A new mobile app ad fraud scheme, Hydra, is estimated to have cost advertisers over $130 million, reported Business Insider. "In a nutshell, Hydra creates fake app traffic, defrauding marketers whose ads never get seen by actual humans," wrote Business Insider.
"The US will remain the largest market worldwide for total and digital advertising for the foreseeable future," wrote eMarketer regarding its ad spending outlook for the world's leading nations.

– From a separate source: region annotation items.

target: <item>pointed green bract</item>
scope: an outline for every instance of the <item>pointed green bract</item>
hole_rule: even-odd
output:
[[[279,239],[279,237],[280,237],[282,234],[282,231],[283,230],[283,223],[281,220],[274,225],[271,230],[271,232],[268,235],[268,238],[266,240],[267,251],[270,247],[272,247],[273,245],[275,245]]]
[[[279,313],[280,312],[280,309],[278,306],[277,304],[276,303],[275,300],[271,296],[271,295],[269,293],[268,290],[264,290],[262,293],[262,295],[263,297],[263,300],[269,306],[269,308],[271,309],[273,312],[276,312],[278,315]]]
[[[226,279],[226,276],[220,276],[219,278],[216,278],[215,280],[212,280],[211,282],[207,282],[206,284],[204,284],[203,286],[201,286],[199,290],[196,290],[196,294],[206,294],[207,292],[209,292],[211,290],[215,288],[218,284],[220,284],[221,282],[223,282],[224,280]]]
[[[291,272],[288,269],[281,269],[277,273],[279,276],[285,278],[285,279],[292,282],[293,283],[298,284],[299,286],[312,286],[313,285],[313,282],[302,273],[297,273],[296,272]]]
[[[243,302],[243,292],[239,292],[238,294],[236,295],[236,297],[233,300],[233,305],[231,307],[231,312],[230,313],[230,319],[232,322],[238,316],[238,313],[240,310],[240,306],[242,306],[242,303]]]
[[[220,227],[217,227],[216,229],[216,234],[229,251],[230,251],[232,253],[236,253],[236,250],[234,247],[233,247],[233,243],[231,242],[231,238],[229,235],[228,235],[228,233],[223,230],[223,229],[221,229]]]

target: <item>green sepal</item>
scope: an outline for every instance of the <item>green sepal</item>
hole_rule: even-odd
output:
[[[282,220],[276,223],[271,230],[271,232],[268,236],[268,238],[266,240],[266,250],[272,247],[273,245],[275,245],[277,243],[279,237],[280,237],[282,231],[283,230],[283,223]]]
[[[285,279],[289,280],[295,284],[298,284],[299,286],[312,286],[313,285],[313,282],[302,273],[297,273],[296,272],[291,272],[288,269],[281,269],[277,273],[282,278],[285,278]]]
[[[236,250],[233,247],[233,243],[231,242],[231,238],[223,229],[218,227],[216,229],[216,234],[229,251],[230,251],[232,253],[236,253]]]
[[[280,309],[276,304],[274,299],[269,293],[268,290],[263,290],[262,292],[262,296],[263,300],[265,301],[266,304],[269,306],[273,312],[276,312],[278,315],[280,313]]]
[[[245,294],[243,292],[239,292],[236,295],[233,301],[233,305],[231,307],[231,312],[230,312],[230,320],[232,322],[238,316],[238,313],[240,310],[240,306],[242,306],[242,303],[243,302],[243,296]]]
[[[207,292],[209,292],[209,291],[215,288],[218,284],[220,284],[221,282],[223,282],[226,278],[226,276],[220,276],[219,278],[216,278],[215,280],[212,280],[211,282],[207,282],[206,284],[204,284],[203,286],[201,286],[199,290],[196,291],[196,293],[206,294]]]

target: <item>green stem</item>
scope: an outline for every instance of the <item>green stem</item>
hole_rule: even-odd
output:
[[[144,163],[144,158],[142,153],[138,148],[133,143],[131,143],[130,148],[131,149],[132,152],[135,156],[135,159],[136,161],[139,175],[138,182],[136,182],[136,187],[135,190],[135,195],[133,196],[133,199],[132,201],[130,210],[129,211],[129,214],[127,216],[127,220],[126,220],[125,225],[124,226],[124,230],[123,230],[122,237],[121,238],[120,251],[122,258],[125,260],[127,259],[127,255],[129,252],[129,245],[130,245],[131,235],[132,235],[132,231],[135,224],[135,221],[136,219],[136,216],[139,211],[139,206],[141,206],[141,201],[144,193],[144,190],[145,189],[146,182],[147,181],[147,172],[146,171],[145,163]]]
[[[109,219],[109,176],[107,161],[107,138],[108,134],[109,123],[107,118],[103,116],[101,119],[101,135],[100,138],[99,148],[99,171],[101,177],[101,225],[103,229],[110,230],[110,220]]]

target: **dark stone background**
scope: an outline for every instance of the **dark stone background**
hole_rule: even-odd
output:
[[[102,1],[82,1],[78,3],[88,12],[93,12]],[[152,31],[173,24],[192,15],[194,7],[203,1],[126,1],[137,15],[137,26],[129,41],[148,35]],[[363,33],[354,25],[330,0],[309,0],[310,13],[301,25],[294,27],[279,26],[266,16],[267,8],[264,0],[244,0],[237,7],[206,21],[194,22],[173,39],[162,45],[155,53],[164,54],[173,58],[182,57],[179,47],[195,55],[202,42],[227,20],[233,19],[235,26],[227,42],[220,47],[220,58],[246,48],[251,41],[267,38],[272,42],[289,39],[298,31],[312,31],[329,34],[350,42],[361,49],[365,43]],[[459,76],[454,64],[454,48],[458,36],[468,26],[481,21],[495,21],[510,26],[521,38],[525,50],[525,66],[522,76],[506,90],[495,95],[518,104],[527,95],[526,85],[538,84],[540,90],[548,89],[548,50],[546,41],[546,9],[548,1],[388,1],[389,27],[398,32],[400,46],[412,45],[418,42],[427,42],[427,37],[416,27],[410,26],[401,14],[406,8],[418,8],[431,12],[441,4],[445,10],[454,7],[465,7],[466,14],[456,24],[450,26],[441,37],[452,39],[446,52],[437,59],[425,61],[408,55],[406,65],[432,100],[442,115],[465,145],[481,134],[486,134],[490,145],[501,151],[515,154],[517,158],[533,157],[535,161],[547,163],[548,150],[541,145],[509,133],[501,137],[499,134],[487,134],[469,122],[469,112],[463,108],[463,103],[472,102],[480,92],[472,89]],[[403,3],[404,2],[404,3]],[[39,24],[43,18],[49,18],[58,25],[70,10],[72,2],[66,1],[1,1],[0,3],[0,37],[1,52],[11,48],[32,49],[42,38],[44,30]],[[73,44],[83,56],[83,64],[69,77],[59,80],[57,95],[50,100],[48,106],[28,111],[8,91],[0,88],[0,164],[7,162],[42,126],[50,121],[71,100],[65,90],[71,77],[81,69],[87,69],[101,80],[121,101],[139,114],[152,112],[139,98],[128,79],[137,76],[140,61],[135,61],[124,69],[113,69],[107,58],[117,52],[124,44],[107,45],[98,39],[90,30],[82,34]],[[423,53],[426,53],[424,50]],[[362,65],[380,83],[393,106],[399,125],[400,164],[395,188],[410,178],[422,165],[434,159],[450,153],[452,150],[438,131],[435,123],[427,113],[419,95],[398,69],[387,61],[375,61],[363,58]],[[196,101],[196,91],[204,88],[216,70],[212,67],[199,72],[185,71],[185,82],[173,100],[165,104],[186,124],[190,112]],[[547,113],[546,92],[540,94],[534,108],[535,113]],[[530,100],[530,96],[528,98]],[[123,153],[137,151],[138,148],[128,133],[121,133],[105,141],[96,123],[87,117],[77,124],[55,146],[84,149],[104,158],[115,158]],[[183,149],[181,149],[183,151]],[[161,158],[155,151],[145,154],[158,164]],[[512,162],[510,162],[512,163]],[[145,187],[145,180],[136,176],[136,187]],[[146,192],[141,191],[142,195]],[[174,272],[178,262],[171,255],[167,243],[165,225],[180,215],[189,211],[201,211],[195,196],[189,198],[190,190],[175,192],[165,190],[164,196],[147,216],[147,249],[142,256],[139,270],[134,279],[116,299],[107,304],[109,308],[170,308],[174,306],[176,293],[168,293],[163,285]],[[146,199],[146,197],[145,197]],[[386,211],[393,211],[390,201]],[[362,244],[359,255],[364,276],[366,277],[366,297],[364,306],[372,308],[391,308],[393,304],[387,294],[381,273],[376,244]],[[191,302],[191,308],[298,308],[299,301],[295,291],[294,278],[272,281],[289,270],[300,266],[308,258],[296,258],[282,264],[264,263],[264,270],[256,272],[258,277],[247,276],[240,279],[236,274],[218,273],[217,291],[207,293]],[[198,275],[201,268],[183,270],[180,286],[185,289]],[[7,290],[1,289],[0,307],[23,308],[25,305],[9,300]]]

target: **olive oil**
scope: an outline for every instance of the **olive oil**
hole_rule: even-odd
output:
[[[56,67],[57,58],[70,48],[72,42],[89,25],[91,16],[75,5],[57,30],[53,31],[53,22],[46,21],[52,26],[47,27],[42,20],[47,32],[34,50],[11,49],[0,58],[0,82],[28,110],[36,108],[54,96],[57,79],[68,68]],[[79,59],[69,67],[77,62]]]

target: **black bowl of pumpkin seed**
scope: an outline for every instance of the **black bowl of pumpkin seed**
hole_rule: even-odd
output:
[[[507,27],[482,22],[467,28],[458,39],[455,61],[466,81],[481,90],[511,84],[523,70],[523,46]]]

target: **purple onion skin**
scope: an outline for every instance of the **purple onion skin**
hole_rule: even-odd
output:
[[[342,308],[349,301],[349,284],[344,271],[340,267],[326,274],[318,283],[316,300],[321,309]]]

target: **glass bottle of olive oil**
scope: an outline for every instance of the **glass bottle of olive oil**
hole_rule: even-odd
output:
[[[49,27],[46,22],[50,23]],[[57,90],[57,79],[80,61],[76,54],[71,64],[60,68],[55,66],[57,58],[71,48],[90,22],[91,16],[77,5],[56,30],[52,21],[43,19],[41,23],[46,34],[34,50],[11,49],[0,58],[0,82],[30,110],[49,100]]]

The U.S. will spend $226 billion in total ad spend this year, while China will be second with $105 billion spent.
"Nearly two quarters into the U.S. economic recession, advertising appears to be outpacing the U.S. economy, according to an analysis of data from the U.S. Bureau of Economic Analysis (BEA) and Standard Media Index (SMI)," reported MediaPost. The estimated real GDP dropped 32.9% in Q2, while the U.S. ad economy dropped 27.4% in the same time period, per MediaPost.
"Being one of the most crucial innovations since 2017 that has allowed OTT video to become a viable industry, SSAI, at the same time, is fraught with the risk of ad fraud," wrote The View Points' Daniel Elad in an op-ed on TV Technology. "Similar to a double-edge sword, SSAI can both power up CTV and OTT publishers with a new and more profitable way of ad serving, and at the same time, leave space for fraudulent activities," the op-ed added.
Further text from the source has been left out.